The new season of Rehab Addict takes place in metro Detroit — she says they didn't want to film in Minneapolis after the drama with the city. It starts with two houses, both originally built in 1928; one in Ferndale, and one in Birmingham. (Earlier this year, the Birmingham house got hit by a speeding car during a police chase.) Neither are particularly glamorous or intriguing, but Curtis is convinced the Birmingham house would've been demolished if she didn't buy it.

She says she returned to the show somewhat reluctantly — between caring for her youngest and her recently widowed grandfather, Curtis says she has a full plate. But eventually, she couldn't resist.

"I was like, you know what, this is stupid. I need to get all this while I can," she says. "We like doing the show, it's just I did so much at once. We didn't stop working for seven years. It was insane. I worked the whole time I was pregnant ... we shot 19 episodes in three months after I had the baby. And then I had a book. My grandmother passed away. It was just too much at once. So we took a break because I wanted to get in a frame of mind where it's fun again to be building. And now it is fun."

Curtis says she has more flexibility now. While filming, her lead carpenter’s daughter was going through chemotherapy, so Curtis says they needed to both be able to schedule around their families.

"Our families dictate," she says. "If we were really a gung-ho construction company and I really had my head in the game, we could be turning out hundreds of houses. But we just can't. So the ones we pick, we're very selective."

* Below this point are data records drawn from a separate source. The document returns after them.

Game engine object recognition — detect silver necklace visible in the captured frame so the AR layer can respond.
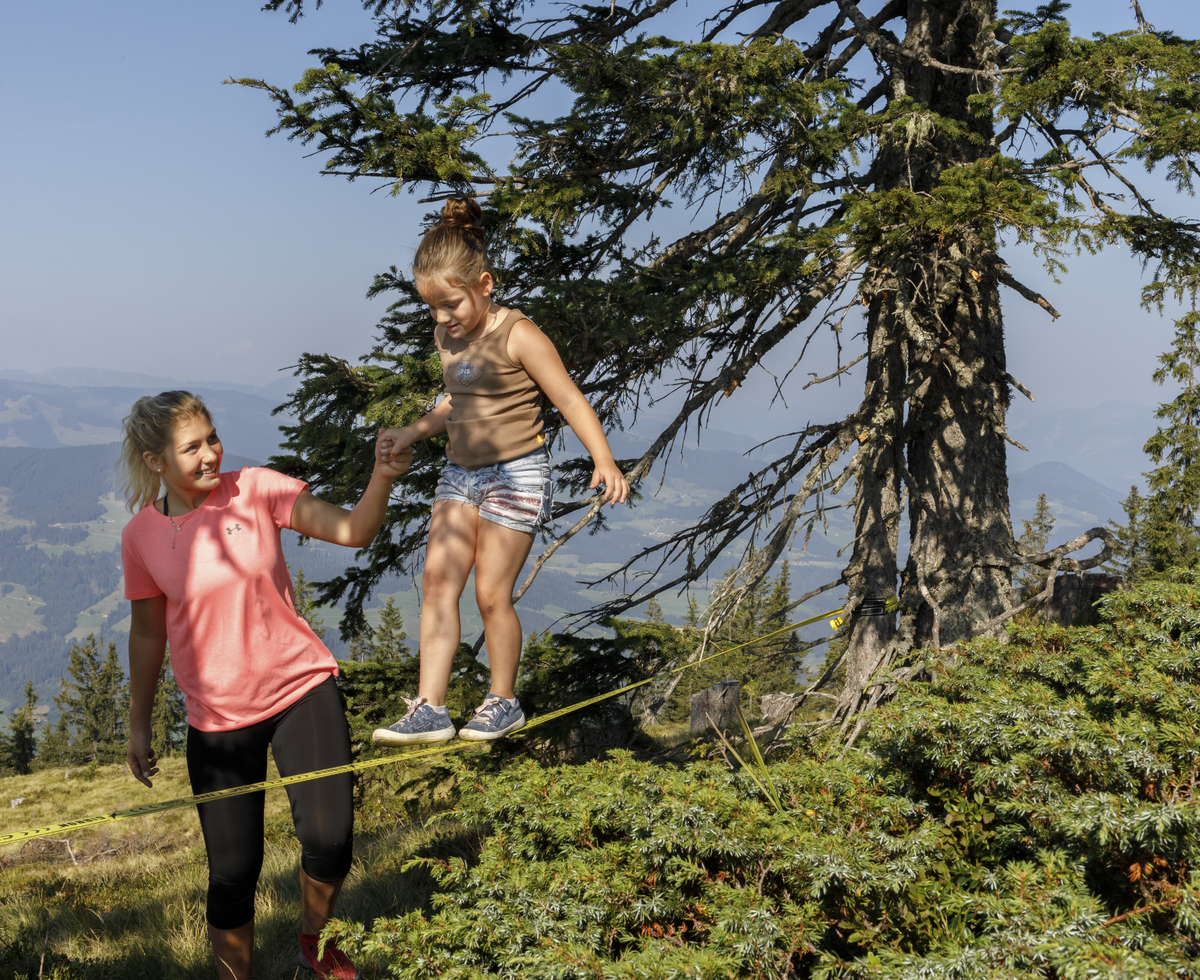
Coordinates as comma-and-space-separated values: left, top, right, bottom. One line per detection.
162, 494, 196, 551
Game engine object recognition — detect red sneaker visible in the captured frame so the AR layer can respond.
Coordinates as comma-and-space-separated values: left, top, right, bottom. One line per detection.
300, 932, 361, 980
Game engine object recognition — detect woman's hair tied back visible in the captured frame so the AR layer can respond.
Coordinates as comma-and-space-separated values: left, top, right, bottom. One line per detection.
118, 391, 212, 512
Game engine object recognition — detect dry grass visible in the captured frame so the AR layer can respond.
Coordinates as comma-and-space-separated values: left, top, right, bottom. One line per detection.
0, 758, 458, 980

Curtis says these days, her role is more of a producer — she doesn't do as much actual building anymore. "It doesn't mean that I still can't frame a wall, or take a wall down — trust me, I can, but I don't have to," she says. "I think when I was 25, 26, 27, I needed to prove to everyone that I could."

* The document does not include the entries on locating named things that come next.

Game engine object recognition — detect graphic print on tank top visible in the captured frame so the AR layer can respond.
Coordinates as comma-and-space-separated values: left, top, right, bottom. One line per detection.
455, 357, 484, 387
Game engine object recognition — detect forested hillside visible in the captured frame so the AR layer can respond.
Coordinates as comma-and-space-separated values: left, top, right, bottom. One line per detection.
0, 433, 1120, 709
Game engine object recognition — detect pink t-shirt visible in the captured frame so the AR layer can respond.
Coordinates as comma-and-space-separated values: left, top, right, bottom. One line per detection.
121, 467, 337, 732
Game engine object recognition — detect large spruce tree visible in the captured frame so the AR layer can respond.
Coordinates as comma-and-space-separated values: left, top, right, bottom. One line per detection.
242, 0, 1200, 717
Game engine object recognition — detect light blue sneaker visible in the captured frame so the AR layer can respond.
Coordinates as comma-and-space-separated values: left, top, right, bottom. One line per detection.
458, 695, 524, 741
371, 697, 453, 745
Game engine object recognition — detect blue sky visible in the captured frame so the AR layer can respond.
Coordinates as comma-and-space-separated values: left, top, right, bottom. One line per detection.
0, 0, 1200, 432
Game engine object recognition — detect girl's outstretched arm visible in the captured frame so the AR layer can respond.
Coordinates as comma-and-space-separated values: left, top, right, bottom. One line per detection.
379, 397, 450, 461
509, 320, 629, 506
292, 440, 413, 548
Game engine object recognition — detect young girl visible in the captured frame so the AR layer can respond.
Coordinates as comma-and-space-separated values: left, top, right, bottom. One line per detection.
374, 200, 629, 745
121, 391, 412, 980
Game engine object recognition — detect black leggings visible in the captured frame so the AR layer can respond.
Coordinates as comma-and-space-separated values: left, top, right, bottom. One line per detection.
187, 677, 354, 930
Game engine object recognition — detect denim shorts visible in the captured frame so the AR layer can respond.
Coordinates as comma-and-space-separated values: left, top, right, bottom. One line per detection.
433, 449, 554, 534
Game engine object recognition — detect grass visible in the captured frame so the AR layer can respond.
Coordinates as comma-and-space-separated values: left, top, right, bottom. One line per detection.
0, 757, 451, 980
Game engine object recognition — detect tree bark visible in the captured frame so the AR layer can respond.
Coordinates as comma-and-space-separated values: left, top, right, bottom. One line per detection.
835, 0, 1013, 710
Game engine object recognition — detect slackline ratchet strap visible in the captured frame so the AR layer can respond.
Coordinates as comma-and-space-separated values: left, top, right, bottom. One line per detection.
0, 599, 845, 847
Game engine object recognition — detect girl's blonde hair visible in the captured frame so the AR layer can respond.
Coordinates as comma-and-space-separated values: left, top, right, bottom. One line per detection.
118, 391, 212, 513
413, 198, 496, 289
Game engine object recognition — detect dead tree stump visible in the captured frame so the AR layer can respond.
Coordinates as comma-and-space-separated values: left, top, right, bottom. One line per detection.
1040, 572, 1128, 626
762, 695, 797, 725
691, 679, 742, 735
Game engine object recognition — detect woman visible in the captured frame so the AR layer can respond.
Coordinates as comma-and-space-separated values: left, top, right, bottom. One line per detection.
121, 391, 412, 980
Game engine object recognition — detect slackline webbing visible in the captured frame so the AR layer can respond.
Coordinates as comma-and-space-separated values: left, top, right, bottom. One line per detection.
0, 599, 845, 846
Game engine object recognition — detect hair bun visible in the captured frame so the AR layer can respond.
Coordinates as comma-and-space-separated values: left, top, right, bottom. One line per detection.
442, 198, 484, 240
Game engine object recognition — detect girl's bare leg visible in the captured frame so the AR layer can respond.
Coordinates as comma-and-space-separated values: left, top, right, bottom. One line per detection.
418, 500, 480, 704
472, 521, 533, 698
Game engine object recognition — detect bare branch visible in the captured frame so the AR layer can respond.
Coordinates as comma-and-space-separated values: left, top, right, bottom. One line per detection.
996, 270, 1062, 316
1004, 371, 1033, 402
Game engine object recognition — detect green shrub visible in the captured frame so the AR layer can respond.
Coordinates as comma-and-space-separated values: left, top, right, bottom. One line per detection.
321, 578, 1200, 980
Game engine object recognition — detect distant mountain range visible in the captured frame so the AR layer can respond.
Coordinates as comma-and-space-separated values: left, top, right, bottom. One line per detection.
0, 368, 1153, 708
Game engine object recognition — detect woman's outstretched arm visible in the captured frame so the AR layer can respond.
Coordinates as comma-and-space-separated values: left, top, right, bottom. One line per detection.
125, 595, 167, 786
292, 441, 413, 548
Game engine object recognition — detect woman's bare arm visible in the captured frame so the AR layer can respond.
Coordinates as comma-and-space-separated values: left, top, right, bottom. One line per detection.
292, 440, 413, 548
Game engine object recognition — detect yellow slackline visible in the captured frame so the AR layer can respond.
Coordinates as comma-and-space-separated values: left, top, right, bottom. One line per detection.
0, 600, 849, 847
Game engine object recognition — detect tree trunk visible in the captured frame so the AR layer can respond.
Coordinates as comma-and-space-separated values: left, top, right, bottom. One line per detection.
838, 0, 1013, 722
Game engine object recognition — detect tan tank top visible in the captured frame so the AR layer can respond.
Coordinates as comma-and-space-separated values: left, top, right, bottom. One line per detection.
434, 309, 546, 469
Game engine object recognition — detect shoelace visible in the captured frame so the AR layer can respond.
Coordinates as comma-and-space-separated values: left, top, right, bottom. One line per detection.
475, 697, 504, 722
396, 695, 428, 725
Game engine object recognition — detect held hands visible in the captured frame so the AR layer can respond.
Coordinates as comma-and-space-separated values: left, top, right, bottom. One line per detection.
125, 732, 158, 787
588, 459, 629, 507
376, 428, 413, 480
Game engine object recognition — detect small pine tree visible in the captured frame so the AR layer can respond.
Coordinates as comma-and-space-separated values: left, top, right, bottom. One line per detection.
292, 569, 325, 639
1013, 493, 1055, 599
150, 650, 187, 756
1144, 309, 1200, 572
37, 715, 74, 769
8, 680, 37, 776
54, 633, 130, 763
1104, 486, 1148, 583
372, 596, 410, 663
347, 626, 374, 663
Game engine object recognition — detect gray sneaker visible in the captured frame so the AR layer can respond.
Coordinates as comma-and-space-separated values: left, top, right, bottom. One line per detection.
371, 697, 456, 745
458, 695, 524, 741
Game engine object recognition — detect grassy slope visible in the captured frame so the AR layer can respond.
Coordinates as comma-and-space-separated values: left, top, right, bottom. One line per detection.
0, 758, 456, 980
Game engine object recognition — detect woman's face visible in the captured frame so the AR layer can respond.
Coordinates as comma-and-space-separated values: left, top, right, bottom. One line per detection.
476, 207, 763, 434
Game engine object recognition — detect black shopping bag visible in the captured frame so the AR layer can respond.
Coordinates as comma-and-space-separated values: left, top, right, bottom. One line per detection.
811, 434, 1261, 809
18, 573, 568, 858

She says she's more interested in trying to find new ways to make her projects more sustainable — not in terms of eco-friendliness per se, but to make them last longer. She also says her new baby has got her to start thinking about how to make her projects more child-friendly.

Looking back, Curtis admits this is not the life she dreamed for herself. "I never know where my life is going to be because it's been so odd. I was cleaning houses. I had my little cleaning business out of my house in Ferndale. And honestly, I keep joking when stuff gets so stressful, I'll go clean your house," she says.

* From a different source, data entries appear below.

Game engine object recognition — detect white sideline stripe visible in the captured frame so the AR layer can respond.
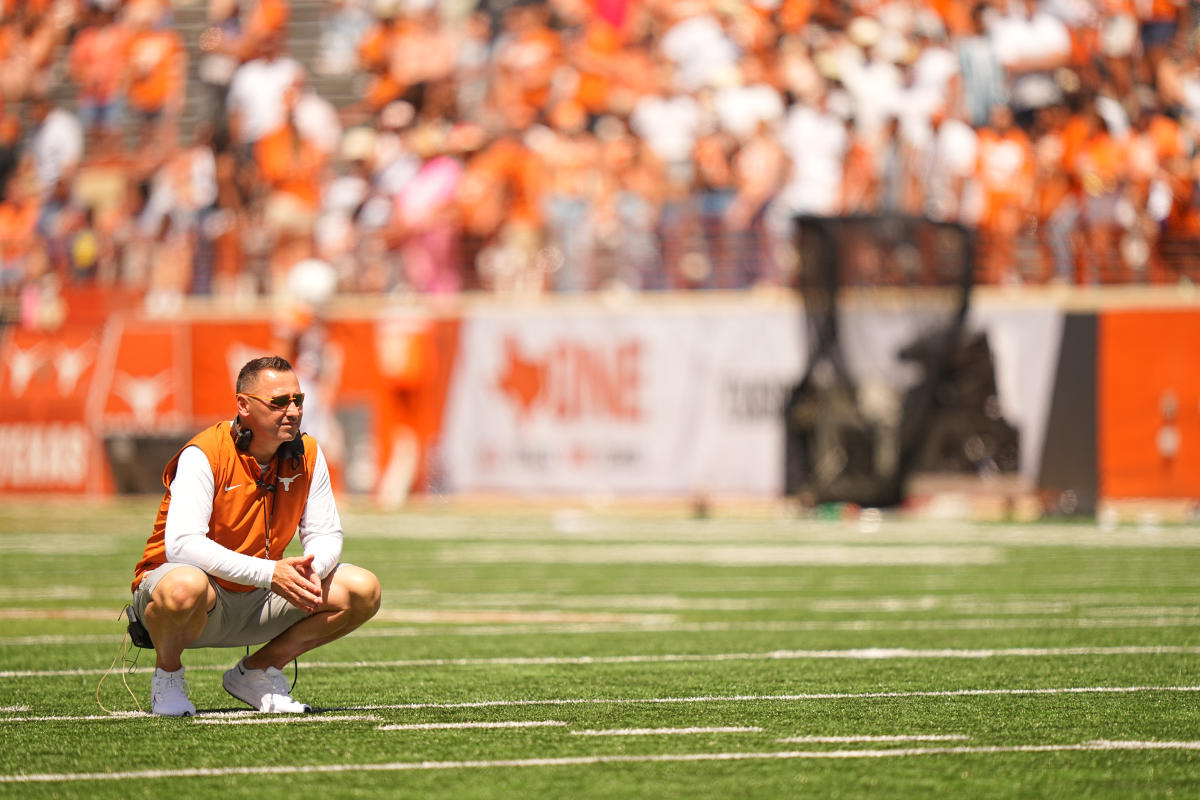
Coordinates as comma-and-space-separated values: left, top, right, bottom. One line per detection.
571, 726, 762, 736
775, 733, 971, 745
11, 614, 1200, 648
9, 645, 1200, 678
376, 720, 566, 730
192, 714, 379, 724
11, 686, 1200, 724
0, 740, 1200, 783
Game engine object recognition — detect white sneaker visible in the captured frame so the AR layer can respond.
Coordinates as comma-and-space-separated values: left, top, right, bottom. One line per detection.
221, 658, 312, 714
150, 667, 196, 717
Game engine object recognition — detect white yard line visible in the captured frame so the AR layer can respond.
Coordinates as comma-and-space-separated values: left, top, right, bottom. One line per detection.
11, 615, 1200, 646
571, 726, 762, 736
7, 686, 1200, 726
192, 714, 379, 724
0, 645, 1200, 678
0, 740, 1200, 783
7, 614, 1200, 646
376, 720, 566, 730
433, 542, 1004, 566
775, 733, 971, 745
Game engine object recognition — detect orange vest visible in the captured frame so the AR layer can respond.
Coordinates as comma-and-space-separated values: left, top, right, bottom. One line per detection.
133, 421, 317, 591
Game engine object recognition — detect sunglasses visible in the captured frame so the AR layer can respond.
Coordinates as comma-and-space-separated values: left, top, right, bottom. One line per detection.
241, 392, 304, 411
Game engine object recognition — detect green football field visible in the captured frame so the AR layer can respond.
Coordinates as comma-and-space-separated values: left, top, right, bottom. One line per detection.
0, 499, 1200, 800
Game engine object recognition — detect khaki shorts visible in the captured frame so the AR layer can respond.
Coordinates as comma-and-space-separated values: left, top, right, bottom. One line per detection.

Until then, Curtis remains a somewhat unlikely TV star. "I'm not very PC, obviously. If I was, I probably would be a lot further in TV-land. But they never know what's going to come out of my mouth. I mean, I never know what's going to come out of my mouth," she says. "For me, it was just about providing security for my family."

And that's why, she says, people continue to tune in. "My viewers aren't standard viewers. The standard HGTV viewer is like, 'We're getting engaged! We're married! We're having a wedding shower! We bought our first house!' I still have those people, but it's just a different kind of vibe," she says. "They know that my life mirrors their life. I have problems. They have problems."

She adds, "I always laugh. It's like, one day, people... if I'm like, 'happily ever after,' the show's over. There's nothing to film. Nobody wants to watch that."

The new season of Rehab Addict airs Wednesdays at 9 p.m. on DIY Network.